50%, 50 (1 + 1) rows and (m + 1) columns
However, in the present invention, the peripheral blocks to which the conversion error density is distributed and the distribution ratio are not particularly limited. For example, the conversion error density of l rows and m columns is set to (l + 1) rows, the original image block of n columns is 40%, (l +
1) 40% in the original block of the row and (m + 1) column, (l +
1) The original picture blocks in the rows and (m + 1) columns may be distributed at a rate of 30%, and may be distributed to the periphery of these blocks at a predetermined rate.

〔The invention's effect〕

As described above, according to the first aspect of the invention, since the density error is obtained by weighting the converted image so as to be equal to the original image, a converted image closer to the density of the original image can be obtained. That is, the density preservation of the converted image with respect to the original image is further enhanced.

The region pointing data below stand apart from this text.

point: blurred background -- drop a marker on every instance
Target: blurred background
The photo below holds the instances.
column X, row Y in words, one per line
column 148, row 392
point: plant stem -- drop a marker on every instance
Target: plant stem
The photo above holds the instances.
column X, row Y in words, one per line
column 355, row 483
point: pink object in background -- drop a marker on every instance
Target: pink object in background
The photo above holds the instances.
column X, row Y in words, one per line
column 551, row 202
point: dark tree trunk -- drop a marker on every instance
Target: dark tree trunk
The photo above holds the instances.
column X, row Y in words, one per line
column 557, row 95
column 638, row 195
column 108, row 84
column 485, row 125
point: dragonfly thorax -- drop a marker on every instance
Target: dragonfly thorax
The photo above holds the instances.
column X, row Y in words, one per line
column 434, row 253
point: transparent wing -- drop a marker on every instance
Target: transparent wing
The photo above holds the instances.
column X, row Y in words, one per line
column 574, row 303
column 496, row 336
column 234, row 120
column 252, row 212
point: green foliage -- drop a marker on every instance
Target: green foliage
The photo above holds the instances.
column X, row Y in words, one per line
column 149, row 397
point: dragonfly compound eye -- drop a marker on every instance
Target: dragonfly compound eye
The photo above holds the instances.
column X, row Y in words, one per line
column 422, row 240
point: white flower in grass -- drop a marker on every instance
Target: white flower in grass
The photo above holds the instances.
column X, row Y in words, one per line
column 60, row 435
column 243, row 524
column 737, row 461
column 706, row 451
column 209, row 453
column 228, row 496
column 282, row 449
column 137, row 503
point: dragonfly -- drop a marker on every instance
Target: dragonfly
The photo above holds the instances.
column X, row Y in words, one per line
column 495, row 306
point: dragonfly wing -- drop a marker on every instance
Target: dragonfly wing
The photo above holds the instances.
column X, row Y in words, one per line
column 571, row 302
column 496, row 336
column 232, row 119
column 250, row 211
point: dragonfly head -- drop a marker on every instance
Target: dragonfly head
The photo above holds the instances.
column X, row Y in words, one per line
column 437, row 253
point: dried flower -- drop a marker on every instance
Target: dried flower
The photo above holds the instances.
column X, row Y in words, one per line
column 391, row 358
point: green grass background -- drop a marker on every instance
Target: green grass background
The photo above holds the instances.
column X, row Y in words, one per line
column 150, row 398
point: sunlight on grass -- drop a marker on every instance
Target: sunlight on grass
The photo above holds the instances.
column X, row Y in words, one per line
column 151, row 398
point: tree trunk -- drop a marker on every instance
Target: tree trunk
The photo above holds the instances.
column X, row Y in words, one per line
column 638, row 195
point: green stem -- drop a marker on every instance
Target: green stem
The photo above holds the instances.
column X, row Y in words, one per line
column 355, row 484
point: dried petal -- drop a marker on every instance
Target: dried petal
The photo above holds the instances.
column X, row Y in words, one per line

[Brief description of the drawings]

FIG. 1 is a schematic configuration diagram of a linear image linear density conversion apparatus according to an embodiment of the present invention, and FIG. 2 is an explanatory diagram for explaining magnification conversion by the SPC method. 11: Original image extraction unit, 14: Total calculation unit, 17: Correction unit, 19: Error buffer, 22: Conversion pixel density determination unit, 30: Conversion density error calculation unit, 36: Density error Calculation unit.

Claims (1)

(57) [Claims] An original image extracting means for extracting an original image block of an area corresponding to a desired conversion magnification from original image information composed of binarized image information, and a density of the original image block extracted by the original image extracting means. Total sum calculating means for obtaining a total sum value; correcting means for adding a predetermined density correction value to the total density value obtained by the sum calculating means to output a corrected density value; and correcting the corrected density value output by the correcting means. Conversion pixel density determining means for outputting a converted pixel density for the original block, and a density error between a value obtained by weighting the converted pixel density according to the conversion magnification and a corrected density value output by the correction means And a feedback unit that feeds back the density error obtained by the density error calculation unit to the correction unit as the density correction value. Line density conversion apparatus of the binary image, characterized in that.